Calibrating the prototype selection process#

In the prototype selection process we identify which motifs are going to be kept for further analysis, a crucial decision in the motif discovery pipeline. The goal is to keep a small number of motifs that are representative of the whole dataset. This goal is achieved by clustering the motifs based on their Jaccard distance and selecting as “prototype” the most central one of each cluster.

The process has been designed to be as automatic as possible, but it is still possible to calibrate it to your needs. In particular, you can impose some quality criteria to filter out motifs that are not interesting a priori (e.g., too short, too far from the others, etc.). These motifs often introduce noise in the process or end up being allocated to their own, size one, cluster. This latter case, while apparently legitimate, violates the main assumption of the prototype selection: we want to call a “prototype” something that consistently appears model after model, and so deserves attention.

To control which motifs are included in the prototype selection process, you can use the following parameters, exposed by betman select_prototypes:

frame_threshold

Minimum fraction of allocated frames for motifs to be kept. That is, motifs that are present in less than this fraction of the total number of frames, across all recordings, are discarded.

Typical values range from 0.01 to 0.05. Higher values will result in more motifs being discarded.

bout_threshold

Minimum mean bout duration in seconds for motifs to be kept.
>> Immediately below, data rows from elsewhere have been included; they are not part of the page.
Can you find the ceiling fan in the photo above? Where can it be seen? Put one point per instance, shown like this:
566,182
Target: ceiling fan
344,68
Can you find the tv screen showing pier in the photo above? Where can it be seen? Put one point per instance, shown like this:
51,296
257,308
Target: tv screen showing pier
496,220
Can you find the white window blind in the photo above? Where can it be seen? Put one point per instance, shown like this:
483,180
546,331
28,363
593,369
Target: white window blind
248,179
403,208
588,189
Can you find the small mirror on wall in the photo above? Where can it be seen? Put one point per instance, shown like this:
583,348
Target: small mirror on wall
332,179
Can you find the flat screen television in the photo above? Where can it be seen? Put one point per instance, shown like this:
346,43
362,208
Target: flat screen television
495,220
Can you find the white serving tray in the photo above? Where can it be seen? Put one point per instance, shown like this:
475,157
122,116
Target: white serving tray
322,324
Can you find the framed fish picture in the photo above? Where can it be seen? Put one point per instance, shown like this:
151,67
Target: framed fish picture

To use this parameter, you need to provide the fps parameter as well.

Typical values range from 0.1 to 0.5. Higher values will result in more motifs being discarded.

distance_threshold

Maximum Jaccard distance from the nearest other motif in the dataset.

Typical values range from 0.6 to 0.8. Lower values will result in more motifs being discarded.

If you are not sure about the values to use, you can run the prototype selection process without any filters and then inspect the results before deciding on the best strategy for your dataset.